By Nina Hasen, Vice President of HIV/TB, Population Services International
In 2011, those of us who read scientific articles about HIV learned an astonishing thing: people living with HIV, who achieved success with their HIV treatment, were not transmitting the virus to their sexual partners. HPTN 052, the first of several landmark studies on the role of HIV treatment as prevention, showed that when people living with HIV become “virally suppressed” – that is, when the treatment medication is successfully eliminating most of the virus in their blood – they can no longer infect anyone else because they simply don’t have enough HIV in their body to pass it on.
Miraculous.
This revelation had a profound effect on the entire HIV response. It led to massive increases in funding for HIV treatment in low- and middle-income countries because now we knew that every dollar spent to treat someone’s HIV infection not only saved that person’s life; it also helped prevent further infections. It helped shift policy from starting people on ART only once they had become ill, to starting people as soon as they are diagnosed. It changed almost everything about how HIV testing and how treatment programs work, as we raced to find everyone we could living with the virus and get them on ART as soon as possible.
But one thing stayed the same: we never started telling people with HIV that being on treatment would stop them from passing on the virus.
I can imagine your confusion reading that sentence, so let me repeat it.
In 2021, 10 years since we learned that treatment prevents transmission, in most parts of the world, people living with HIV still don’t know that critical fact. Many people who have been on treatment for years still live in fear of passing on the virus to loved ones. Some may have decided they would never be able to have loving relationships or children because of their HIV infection. Others keep their status a secret from family and loved ones because they fear being seen as a “vector of disease.”
What has kept this vital information under wraps? The answer is multi-faceted.
It took some time for the tests that show a patient has achieved viral suppression to become widely available. The World Health Organization, while clearly acknowledging that those who are virally suppressed don’t transmit the virus, has yet to create clear standards for determining when patients meet that criterion.
Perhaps most importantly, many governments and healthcare providers are reluctant to tell their patients that treatment prevents transmission. Even though we know that the single biggest risk factor is living in an area where many people have HIV, many of us still believe that people who get infected have done something wrong and cannot be trusted. If we tell people living with HIV that they are now virally suppressed and cannot transmit, we need to trust that they will continue to take their medication every day, or else risk that they might infect someone else. It’s hard to let go of this way of thinking, when it feels like so much is at stake.
Earlier this year, PSI and our partner, Ipsos, conducted research with HIV patients and providers in Malawi and Zimbabwe. We confirmed that most patients were unaware that being on ART would prevent them from transmitting the virus. When we told them, some cried and one said, “if only that were true, it would change everything in my life. I could actually have a baby.”
After we explained that treatment actually does prevent transmission, we asked people living with HIV what the most important benefit of HIV treatment was to them. Not infecting anyone else, they shared.
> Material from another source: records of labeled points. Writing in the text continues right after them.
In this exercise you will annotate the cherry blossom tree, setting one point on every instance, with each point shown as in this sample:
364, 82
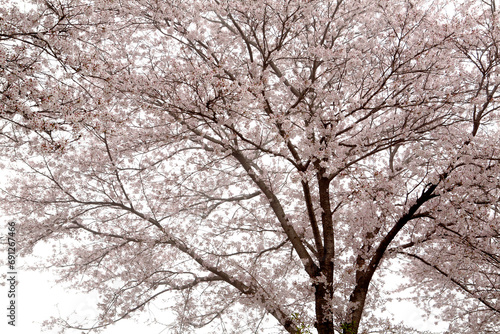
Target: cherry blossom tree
255, 162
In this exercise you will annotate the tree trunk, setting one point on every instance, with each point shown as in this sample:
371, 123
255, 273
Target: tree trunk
324, 324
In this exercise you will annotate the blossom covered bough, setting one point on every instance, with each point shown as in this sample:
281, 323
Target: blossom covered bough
244, 161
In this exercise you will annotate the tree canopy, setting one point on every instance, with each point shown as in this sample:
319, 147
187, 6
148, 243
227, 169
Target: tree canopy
248, 160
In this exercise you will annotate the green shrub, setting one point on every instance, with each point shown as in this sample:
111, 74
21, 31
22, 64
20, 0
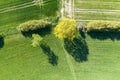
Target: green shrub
36, 40
102, 25
66, 29
33, 25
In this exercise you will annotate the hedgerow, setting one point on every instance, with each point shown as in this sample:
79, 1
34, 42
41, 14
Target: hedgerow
102, 25
33, 25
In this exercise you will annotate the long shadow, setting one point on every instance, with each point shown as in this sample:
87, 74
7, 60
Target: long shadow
52, 58
42, 32
1, 42
104, 35
82, 34
77, 48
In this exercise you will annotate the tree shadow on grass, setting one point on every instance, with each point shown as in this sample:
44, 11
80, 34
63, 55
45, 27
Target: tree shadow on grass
104, 35
42, 32
53, 59
77, 48
1, 42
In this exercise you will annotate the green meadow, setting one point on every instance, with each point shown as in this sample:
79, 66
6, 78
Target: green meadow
20, 61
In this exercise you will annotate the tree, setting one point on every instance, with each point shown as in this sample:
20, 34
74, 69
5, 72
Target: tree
66, 29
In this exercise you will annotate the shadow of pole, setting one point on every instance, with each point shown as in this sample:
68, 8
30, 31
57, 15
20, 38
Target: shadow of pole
1, 42
77, 48
52, 58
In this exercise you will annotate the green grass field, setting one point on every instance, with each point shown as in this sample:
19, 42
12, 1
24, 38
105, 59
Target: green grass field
97, 10
20, 61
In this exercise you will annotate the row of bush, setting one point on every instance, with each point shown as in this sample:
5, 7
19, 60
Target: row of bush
33, 25
102, 25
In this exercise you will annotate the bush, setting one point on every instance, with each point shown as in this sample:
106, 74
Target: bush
36, 40
102, 25
1, 40
33, 25
66, 29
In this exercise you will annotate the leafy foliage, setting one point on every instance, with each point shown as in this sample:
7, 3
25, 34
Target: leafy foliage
33, 25
66, 29
1, 35
102, 25
36, 40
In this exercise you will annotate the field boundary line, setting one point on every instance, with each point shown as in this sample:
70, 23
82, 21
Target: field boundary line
70, 65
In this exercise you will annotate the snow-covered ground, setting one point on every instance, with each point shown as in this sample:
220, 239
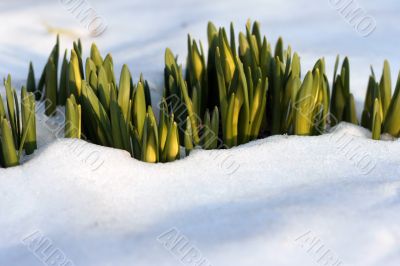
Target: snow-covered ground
328, 200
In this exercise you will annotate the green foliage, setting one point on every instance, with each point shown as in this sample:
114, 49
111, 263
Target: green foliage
117, 115
17, 129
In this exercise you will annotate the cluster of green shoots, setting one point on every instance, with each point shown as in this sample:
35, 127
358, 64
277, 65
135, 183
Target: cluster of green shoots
239, 90
17, 125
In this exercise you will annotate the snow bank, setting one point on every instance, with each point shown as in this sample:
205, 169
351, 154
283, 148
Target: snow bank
328, 200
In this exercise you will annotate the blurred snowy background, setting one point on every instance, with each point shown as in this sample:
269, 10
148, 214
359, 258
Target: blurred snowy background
294, 201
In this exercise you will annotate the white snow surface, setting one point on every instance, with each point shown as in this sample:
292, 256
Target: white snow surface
285, 200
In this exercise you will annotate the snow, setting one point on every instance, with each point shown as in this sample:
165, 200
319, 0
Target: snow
285, 200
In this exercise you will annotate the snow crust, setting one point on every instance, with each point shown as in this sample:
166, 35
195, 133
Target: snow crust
284, 200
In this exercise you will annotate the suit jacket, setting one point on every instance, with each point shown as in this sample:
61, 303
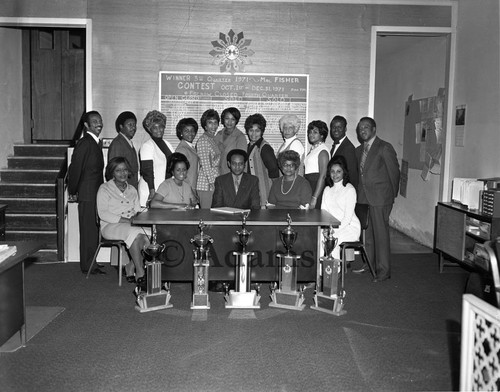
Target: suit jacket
193, 159
247, 196
379, 182
85, 171
347, 150
120, 147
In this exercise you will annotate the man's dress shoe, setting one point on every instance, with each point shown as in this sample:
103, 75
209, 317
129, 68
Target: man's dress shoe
364, 268
380, 279
97, 271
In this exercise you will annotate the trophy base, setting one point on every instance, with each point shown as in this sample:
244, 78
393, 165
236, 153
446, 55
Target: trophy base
245, 300
329, 304
150, 302
287, 300
200, 301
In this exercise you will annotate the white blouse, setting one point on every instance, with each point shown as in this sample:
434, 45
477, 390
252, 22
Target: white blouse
311, 163
340, 201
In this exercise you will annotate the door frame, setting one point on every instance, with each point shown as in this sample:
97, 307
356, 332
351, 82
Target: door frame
80, 23
444, 194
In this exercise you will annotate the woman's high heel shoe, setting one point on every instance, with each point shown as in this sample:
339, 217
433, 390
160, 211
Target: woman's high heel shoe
128, 271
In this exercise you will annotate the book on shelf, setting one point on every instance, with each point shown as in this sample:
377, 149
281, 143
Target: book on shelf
230, 210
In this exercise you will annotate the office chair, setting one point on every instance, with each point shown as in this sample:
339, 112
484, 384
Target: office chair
362, 212
103, 242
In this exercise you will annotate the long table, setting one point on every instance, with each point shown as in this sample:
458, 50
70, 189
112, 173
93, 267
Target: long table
12, 301
175, 228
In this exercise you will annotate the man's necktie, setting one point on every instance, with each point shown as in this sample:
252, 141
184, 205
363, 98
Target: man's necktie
366, 147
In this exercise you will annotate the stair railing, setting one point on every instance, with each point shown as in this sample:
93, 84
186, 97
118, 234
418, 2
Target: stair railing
62, 210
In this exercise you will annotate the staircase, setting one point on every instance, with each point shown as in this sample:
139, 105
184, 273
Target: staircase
28, 187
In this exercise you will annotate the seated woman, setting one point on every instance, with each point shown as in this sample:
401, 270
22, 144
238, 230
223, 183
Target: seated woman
291, 190
117, 204
175, 192
339, 199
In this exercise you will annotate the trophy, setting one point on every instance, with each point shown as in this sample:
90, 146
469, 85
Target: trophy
285, 293
155, 298
242, 296
330, 294
200, 267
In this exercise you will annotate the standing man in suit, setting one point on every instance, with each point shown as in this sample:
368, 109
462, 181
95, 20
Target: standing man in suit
378, 187
85, 175
122, 145
342, 146
237, 189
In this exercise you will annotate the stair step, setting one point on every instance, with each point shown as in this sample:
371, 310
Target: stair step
26, 190
48, 237
43, 150
26, 205
14, 162
34, 222
44, 256
29, 176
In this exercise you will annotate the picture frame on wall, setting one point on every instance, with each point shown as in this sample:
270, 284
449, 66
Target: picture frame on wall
106, 142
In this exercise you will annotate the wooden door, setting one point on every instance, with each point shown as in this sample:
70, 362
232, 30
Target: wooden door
57, 82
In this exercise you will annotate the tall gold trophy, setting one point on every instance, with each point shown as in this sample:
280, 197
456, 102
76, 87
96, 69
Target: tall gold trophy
330, 293
285, 295
155, 298
243, 297
200, 266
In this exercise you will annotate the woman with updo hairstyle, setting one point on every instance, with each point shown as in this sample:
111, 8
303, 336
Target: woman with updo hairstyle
175, 192
154, 154
117, 204
230, 137
186, 130
291, 191
339, 199
316, 160
261, 159
122, 145
209, 153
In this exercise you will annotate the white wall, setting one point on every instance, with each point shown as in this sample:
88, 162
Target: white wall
418, 69
477, 84
11, 124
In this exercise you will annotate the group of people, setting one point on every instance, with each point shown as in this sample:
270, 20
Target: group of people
224, 170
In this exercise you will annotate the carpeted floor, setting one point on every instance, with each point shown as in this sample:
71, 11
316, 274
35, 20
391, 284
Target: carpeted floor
402, 334
37, 318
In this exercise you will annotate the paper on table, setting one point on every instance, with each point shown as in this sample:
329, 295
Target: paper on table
7, 251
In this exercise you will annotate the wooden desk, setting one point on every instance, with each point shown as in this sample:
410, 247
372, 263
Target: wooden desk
12, 301
176, 228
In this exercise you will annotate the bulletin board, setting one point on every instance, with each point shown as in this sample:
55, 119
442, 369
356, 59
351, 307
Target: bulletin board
424, 134
189, 94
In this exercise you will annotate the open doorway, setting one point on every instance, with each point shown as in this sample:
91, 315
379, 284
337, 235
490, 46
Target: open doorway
55, 58
75, 37
410, 80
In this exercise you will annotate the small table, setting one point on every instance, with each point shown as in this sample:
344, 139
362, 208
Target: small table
12, 299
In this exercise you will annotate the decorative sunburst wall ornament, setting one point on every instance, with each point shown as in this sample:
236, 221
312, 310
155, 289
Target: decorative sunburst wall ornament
231, 52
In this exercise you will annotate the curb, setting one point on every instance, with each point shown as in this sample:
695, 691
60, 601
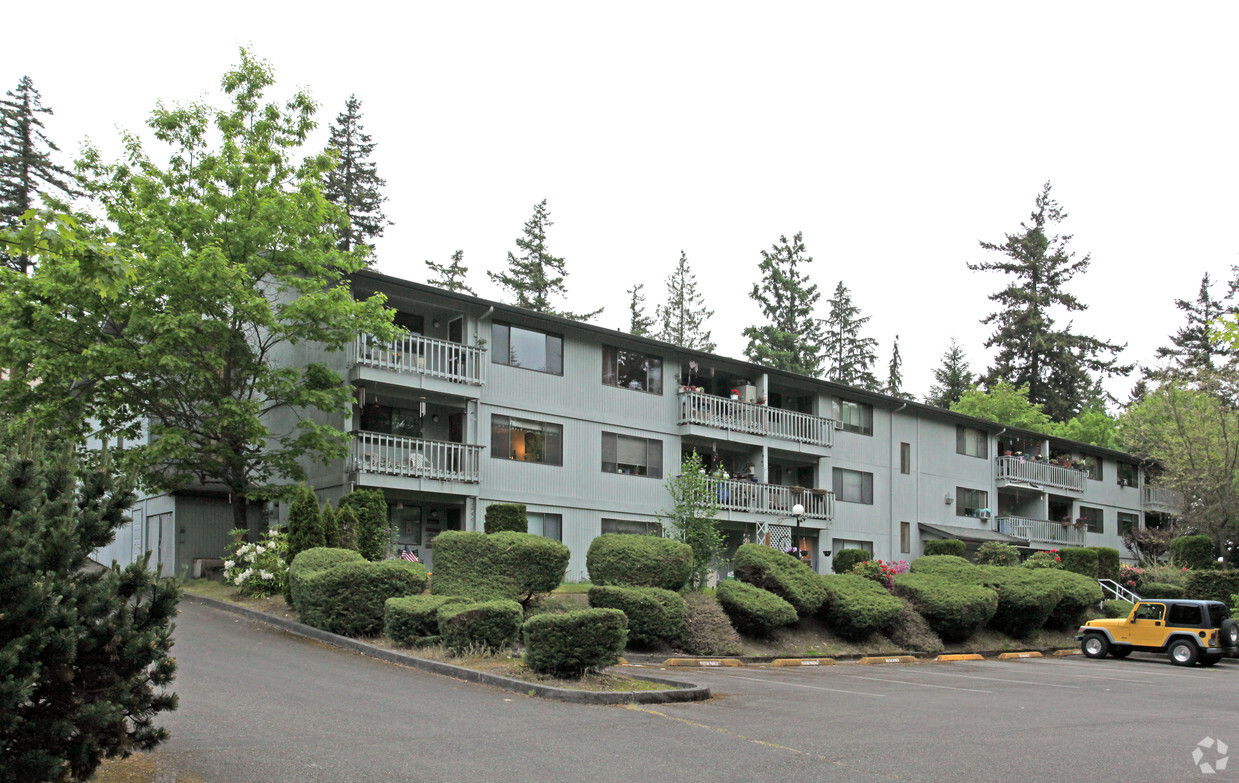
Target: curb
684, 691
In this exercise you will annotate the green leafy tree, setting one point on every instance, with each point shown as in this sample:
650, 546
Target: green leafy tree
26, 165
451, 276
850, 357
792, 338
682, 320
534, 276
84, 652
1057, 366
353, 183
226, 265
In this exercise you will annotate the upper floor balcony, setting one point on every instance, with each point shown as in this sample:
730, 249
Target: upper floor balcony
1041, 475
736, 416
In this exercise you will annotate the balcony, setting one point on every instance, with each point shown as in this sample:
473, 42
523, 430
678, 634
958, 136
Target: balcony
413, 457
1040, 475
747, 496
1041, 530
736, 416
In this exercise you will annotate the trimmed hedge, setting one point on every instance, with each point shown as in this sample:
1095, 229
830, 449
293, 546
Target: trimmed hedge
947, 546
414, 620
501, 565
506, 518
348, 599
858, 606
954, 610
574, 643
753, 611
638, 561
653, 615
782, 574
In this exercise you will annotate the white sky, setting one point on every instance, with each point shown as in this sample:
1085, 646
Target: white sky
895, 135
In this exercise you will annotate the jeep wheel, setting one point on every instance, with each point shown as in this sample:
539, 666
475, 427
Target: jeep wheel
1095, 646
1183, 653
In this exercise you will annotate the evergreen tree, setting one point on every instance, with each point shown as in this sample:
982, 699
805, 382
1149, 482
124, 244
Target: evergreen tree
26, 167
682, 320
792, 340
953, 378
535, 275
354, 185
849, 354
1053, 363
451, 276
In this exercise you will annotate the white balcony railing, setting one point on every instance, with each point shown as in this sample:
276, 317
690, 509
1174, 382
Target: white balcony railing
747, 496
394, 455
726, 414
428, 356
1041, 530
1040, 473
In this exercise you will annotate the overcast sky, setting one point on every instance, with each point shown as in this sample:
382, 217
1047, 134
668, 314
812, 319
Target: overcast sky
892, 135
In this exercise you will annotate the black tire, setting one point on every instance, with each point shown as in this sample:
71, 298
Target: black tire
1183, 653
1095, 646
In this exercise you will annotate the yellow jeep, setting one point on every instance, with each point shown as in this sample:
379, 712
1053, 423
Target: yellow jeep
1188, 631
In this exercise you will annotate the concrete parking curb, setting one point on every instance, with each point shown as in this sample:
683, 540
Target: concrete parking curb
682, 691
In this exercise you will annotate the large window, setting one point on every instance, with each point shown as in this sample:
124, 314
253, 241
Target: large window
632, 456
855, 416
853, 486
527, 441
517, 346
632, 371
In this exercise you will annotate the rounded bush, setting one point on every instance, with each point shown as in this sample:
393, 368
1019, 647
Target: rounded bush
858, 606
638, 561
653, 615
573, 643
490, 625
753, 611
502, 565
782, 574
348, 599
954, 610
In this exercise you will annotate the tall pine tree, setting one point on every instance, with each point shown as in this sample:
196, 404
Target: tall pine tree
792, 337
1057, 366
354, 185
26, 166
849, 356
682, 320
535, 275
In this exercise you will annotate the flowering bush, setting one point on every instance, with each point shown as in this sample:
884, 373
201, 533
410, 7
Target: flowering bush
257, 570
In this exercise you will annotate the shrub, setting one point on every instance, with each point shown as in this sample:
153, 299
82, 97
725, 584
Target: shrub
954, 610
348, 599
414, 620
996, 553
782, 574
753, 611
947, 546
574, 643
501, 565
506, 518
653, 615
856, 606
845, 559
490, 625
638, 561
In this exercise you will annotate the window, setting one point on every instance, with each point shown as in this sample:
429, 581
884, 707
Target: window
517, 346
971, 442
855, 416
968, 502
527, 441
853, 486
632, 456
632, 371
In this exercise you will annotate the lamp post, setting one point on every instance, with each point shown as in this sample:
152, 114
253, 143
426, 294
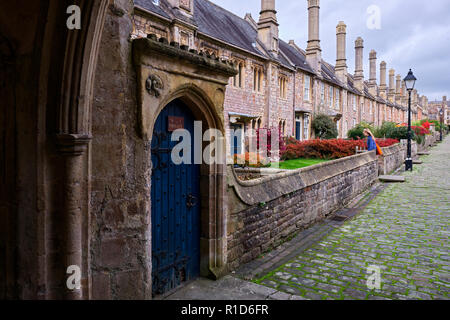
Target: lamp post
410, 82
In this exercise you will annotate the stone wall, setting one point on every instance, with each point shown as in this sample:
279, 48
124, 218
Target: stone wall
266, 211
393, 157
120, 171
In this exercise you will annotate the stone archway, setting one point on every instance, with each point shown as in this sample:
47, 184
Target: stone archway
199, 81
212, 181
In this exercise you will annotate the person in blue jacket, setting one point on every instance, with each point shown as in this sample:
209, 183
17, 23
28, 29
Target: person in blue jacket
371, 145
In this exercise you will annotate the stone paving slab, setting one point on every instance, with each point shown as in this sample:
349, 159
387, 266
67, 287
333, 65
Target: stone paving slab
403, 233
392, 178
227, 288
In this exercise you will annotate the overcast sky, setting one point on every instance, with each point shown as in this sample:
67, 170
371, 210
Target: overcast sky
414, 34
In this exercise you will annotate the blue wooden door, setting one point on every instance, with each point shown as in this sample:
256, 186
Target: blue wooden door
175, 205
298, 130
236, 139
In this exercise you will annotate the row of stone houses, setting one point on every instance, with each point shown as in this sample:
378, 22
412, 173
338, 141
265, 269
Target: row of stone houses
435, 107
279, 84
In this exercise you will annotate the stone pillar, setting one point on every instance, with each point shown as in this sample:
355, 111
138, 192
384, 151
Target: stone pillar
72, 147
313, 50
341, 57
359, 72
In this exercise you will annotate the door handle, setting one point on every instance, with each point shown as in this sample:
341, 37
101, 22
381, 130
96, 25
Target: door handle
191, 201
This must make us all pause.
Every day, we ask hundreds of thousands of healthy young people who have been diagnosed with HIV to begin HIV treatment and stay on it for the rest of their lives. We ask them to do this despite the difficulty and inconvenience of clinic appointments and drug pick-ups, despite the fact that being on treatment makes it more likely that others will learn they are HIV positive and reject them, despite the fact that all their lives, they have been told that drugs are for sick people and yet they feel well. We cannot expect people living with HIV to start and stay on treatment if we do not offer them the most motivating benefit of all: that their daily pills will protect their sexual partners and babies from HIV.
Since 2016, the Prevention Access Campaign has been advocating for patients to learn the truth about HIV treatment, with the slogan U=U, or undetectable viral load = untransmittable HIV. They have made tremendous progress, with key U.S. Government agencies like the Centers for Disease Control and Prevention, and the National Institutes of Health making public statements in support of U=U. PSI has also been supporting this work, through our project with men in South Africa that uses simple bottles filled with beads to teach the science of viral suppression, and now through the Flip the Script Project, which is building a campaign that can be deployed across Africa to communicate the benefits of HIV treatment to all people living with HIV and their communities.
But much work remains to be done, and we need everyone who cares about HIV and AIDS to step up and speak out.
People living with HIV AND their communities need and deserve to know about this amazing benefit of treatment. If you’re interested in learning more, please join us on December 6 for a satellite session at ICASA 2021: “Realizing the Benefits of U=U in National HIV Programs.” We’ll hear from experts on how talking about this key benefit can transform HIV treatment and bring important gains to the HIV response.
This World AIDS Day, let’s commit to letting this truth set us free.